In this paper, a hybrid genetic algorithm based on imitation learning is proposed in order to solve the airport gate assignment problem. The goal is to improve the number of flights allocated to contact gates and the total gate preferences. The innovation of the algorithm lies in the use of deep neural networks to learn the trajectory of human gate assignment experts and guide the search direction of the algorithm. The mathematical gate assignment model is transformed to a Markov decision process. The state space, action space, reward, and state transition are defined. In the first stage of the algorithm, the expert assignment trajectory is converted into training samples and labels, and a policy network that can output the gate selection probability of the flights is trained. In the second stage, the policy network is used to generate a good initial population and a genetic algorithm is used for further optimization.
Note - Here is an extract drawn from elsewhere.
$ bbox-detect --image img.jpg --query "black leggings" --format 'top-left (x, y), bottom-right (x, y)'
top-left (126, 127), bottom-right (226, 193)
The experimental results show that the hybrid algorithm proposed in this paper has a more efficient search process and that the flight rate allocated to the contact gates is 14.9% higher than the manual allocation result and 4% higher than the traditional genetic algorithm. In addition, learning the expert allocation of data also makes the allocation scheme more consistent with the existing allocation methods and preferences of the airport, which is helpful for the practical application of the algorithm. The imitation learning used in this paper is a supervised learning method, so future research could consider using reinforcement learning methods to obtain a more powerful gate allocation decision model and truly achieve an end-to-end solution using deep neural networks.